どうやら注文しに行ったときに、奥の個室で近所の商店主達が集まって秋祭りの会議をしていたようだ、先生のところの坊ちゃんが帰ってきたのかと一部の商店主達が大喜びして、あれもこれもと自分のところの商品を持ち込んでくれた結果らしい。
「勝矢って、人気者だったのね」
「いやいや、これは祖父ちゃん祖母ちゃんの人徳だろ?」
百合庵は、かつて書道家だった祖父が書道教室を開いていた場所にある蕎麦屋だ。
商店街の真ん中にあったせいか商家のこども達も数多く通っていたようで、ある一定の年齢以上の商店街の店主達には、祖父のかつての教え子がけっこういる。それに祖母も若い頃は地元の小学校の教師をしていたので、その教え子もかなりいるし、教師を辞めたあとは祖父の助手のようなことをしていたので、書道教室では女先生と呼ばれていたらしい。
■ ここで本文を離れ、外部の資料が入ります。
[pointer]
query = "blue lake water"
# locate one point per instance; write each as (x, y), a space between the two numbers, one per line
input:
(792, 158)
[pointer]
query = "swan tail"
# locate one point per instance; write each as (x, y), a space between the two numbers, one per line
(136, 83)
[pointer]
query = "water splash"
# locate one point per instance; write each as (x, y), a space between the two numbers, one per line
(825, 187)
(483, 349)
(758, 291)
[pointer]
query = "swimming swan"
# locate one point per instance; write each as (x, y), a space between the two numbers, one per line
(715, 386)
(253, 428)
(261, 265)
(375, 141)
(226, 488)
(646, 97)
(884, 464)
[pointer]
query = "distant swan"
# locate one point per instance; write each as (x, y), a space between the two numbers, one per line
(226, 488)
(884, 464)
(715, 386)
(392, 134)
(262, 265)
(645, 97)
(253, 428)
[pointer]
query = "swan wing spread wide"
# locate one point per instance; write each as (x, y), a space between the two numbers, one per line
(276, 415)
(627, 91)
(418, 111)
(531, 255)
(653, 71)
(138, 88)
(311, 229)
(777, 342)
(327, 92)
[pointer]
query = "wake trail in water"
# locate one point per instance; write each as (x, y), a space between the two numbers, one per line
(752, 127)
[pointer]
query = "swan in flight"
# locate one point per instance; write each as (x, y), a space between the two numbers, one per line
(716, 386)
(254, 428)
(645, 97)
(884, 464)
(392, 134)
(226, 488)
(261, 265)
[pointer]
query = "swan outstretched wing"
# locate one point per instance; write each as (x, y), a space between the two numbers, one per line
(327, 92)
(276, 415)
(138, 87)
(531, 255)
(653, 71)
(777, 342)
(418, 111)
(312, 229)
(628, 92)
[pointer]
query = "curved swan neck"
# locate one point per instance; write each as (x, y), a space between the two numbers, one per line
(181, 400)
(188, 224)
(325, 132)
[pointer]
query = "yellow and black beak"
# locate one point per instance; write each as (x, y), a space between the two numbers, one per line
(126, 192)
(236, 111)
そのせいで俺は子供の頃、祖父母の教え子達から、先生のところの坊ちゃん呼ばわりされていた。正確には、《先生のところの坊ちゃんの坊ちゃん》だと思うのだが。中学生の頃に抵抗して、なんとか名前呼びしてもらえるようになったが、しばらく離れている間にまた元に戻ってしまったらしい。アラサーになっての坊ちゃん呼ばわりはさすがに泣ける。ぐすん。
「食べきれない分は、そっちの家で消費してくれよ。さすがにひとり暮らしでこの量は無理」
「だよねぇ」
さすがに主婦だけあって話が早い。真希は今食べられる分だけテーブルの上に残すと、残りは痛まないよう、とりあえず冷蔵庫にしまってから、百合庵の蕎麦を茹でてくれた。
「じゃ、かんぱーい!」
「はいはい、乾杯」
「勝矢、おかえり」
「ただいま」
酒だ酒だとはしゃいで一気のみしている真希を余所に、男ふたりで静かにグラスをぶつけ合う。もちろん堅司のグラスの中身は烏龍茶だ。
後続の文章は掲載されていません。